Dynamic Effort Upper

  • Speed Bench Press: 8 x 3 @45% of 1RM + 25% of band tension followed by 1 set of max reps done with your weakest grip pausing for a 1 count on the chest on each rep.
  • Speed Push Press: 5 x 3 @75% + 1 set of max reps done touch n go style @60% of 1RM.
  • Speed Neutral Grip Pull-ups: 5 x 3 + 1 set of max reps close grip chin-up.

Max Effort Lower

  • Box Squat: 1RM + 1 x max reps at 70% of the achieved max.
  • Front Squat with Chains: 1RM + 2 x 4 @85% of achieved max with same chains.
  • Paused Back Squat: 1RM + 1 set of Max Reps with 80% achieved max, no pause.

Max Effort Upper

  • Floor Press: 1RM + 1 drop set at 70% of achieved 1RM x max reps.
  • Incline Bench Press: 3RM + 2 drop set at 80% of 3RM x 5 reps per set.
  • Pull-up: 1RM + 1 drop set max reps wide pronated grip + 1 drop set max reps neutral grip + 1 drop set max reps chin-up grip.

Cluster Sets

Cluster sets have been used by Olympic lifters for decades. The purpose of cluster-work is to use intra-set rests between reps to increase volume with appreciable loading while maintaining movement quality. Although I don't use cluster sets more than a few times a month, I've found their use to be effective with (from a hypertrophy standpoint) with movements like pull-ups, dips, and dead-stop movements.

Here are a few examples:

  • Fat Grip Pull-up Clusters: 5 x 3.2.1 (10s). Rest 2 minutes. *You'll rest 10s between sets and then 2 minutes after all 3 cluster-sets.
  • Bench Press Off of Pins: Build to a heavy 1.1.1 (5s). Rest 2 minutes.
  • Bar Dips: 4 x 3.3.3 (10s). Rest 2 minutes.
  • Front Squat: 5 x 1.1.1 (20s). Rest 3 minutes.

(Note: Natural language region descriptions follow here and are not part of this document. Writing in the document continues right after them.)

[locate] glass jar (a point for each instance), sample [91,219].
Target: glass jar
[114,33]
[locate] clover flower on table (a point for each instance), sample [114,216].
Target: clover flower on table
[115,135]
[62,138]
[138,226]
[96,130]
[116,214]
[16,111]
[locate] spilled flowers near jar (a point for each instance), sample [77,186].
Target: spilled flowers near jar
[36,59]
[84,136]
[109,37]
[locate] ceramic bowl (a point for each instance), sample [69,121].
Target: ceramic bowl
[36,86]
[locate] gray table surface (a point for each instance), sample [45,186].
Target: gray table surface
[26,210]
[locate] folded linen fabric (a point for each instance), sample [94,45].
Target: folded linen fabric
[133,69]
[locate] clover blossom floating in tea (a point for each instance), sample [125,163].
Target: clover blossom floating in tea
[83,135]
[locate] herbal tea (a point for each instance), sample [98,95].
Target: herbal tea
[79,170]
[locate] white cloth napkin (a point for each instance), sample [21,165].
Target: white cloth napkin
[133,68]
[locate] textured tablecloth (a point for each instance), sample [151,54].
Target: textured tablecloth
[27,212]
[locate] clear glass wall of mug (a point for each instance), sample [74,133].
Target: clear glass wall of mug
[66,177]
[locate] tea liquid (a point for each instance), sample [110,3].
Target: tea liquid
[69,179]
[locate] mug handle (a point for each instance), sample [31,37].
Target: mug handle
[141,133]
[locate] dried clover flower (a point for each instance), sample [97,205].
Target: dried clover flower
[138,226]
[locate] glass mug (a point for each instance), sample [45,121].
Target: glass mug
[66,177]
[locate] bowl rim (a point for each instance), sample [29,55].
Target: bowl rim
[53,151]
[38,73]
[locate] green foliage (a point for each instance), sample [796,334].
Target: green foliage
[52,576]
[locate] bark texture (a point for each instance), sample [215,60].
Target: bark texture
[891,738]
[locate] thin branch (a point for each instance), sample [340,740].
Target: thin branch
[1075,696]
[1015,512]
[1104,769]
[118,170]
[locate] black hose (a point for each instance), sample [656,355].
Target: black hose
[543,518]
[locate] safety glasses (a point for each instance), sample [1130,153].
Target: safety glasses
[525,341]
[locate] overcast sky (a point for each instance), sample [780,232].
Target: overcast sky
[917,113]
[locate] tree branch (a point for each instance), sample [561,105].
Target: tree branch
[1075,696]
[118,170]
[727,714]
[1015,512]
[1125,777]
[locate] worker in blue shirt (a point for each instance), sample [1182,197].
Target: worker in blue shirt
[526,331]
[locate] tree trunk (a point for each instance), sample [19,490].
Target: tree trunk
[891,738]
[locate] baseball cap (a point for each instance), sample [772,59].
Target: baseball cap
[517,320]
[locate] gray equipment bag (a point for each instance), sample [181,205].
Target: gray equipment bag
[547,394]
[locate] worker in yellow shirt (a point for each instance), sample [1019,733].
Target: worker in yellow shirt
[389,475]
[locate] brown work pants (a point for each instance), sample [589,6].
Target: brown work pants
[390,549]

You can vary the sets/reps/movement choice, but keep in mind that as a general rule of thumb we'll be resting between 10 to 20 seconds between clusters. While cluster sets are an easy way to add volume, this work will likely take the place of your max-effort work and are not done in conjunction with maximal-effort work. With general population programming, cluster sets have been very effective to improve neuromuscular efficiency, so I couldn't help but mention them in this article.

How Often to Re-Test?

With an endless supply of variations, it gets easy to always perform new stuff and forget about the old stuff. This is a mistake. Keep track of all your records and rotate your variations every 12 to 16 weeks. This is enough time to see a measurable difference. On the other hand, it may show you that what you've been doing isn't working, and it's time to re-evaluate. 

Putting it All Together

Hopefully, that gives you some ideas on how to efficiently add some higher-rep work to your programming. Keep in mind that more is not always more and that you can incur plenty of volume via special exercises. But adding some higher-rep work is definitely fun and can have a profound effect on the results you're getting, specifically for newer athletes who could benefit from some simple barbell work to reinforce good movement patterns.

The conjugate method works so well because it prioritizes a rotation of variations and special exercises, so anytime you're trying to add more volume, remember that there is a cost of doing so. It can be as easy as simply rotating in higher-rep maxes from time-to-time or using your ramp-up sets to add a little more volume.